After doing Photometric Color Calibration

Before and after PCC

The last thing I want to do right now with the color is to use the SCNR process to reduce the green – all default settings except I changed the amount to .5, since the full amount was a bit aggressive for this image. I’ve used it for other images with success though, so it just depends.

Original, after PCC, and after SCNR

I think up to a point color is kind of subjective in these images, not that the object doesn’t have an absolute color, but there’s an infinite amount of fine tuning you can do. At the end of the day it comes down to your data, personal preference/processing technique, and your computer monitor. Especially when you start adding in narrowband data… It sometimes helps to look on Astrobin at the search results page for your object to get a general idea of what the color should kind of be, but if I start looking at all the other images in detail I end up trying to get mine to match those, which doesn’t always work with my data.

For future – I’m still trying to figure out the “best” black for my background. At this stage it’s still pretty noisy so I cringe zooming in too much on it, but I still need to make sure it’s heading the right direction. The final image in my set seems to have a blacker background, but I can’t tell if that’s true color or just the noise is trending to the blue instead of red like the original image.

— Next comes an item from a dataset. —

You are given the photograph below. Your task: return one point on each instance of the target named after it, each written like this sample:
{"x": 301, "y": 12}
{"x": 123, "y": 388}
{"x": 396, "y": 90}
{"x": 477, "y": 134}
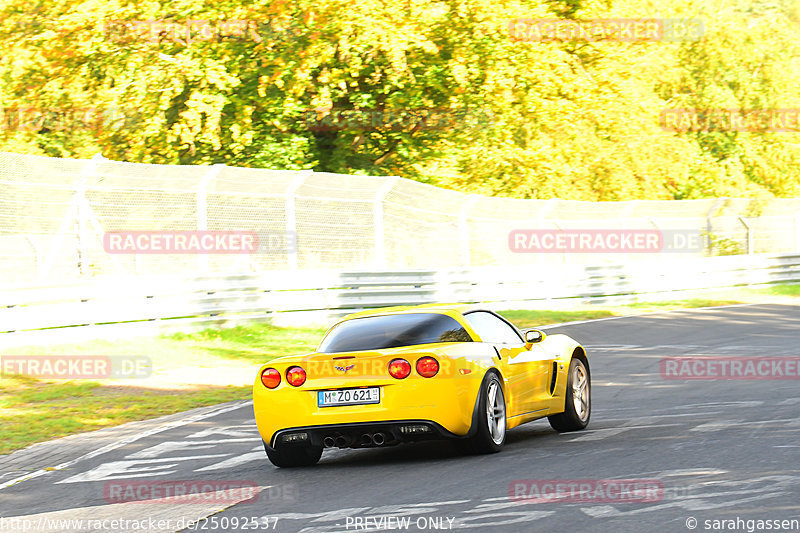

One of my favorite things about the color calibration steps is getting to see which stars pop out bluer or redder. It’s pretty cool to see that visual representation of how their temperature/sizes/ages can differ without having to know anything else about those particular stars. It’s a great representation of a basic astronomy concept – one of the only other times you can see a difference like that without a telescope is when Orion is up for the winter and you can compare Betelgeuse and Rigel, given that your eyesight is great, the seeing conditions are good, and you can pick out the color. Otherwise everything just looks like a bunch of white pinpoints…the reality is much more interesting.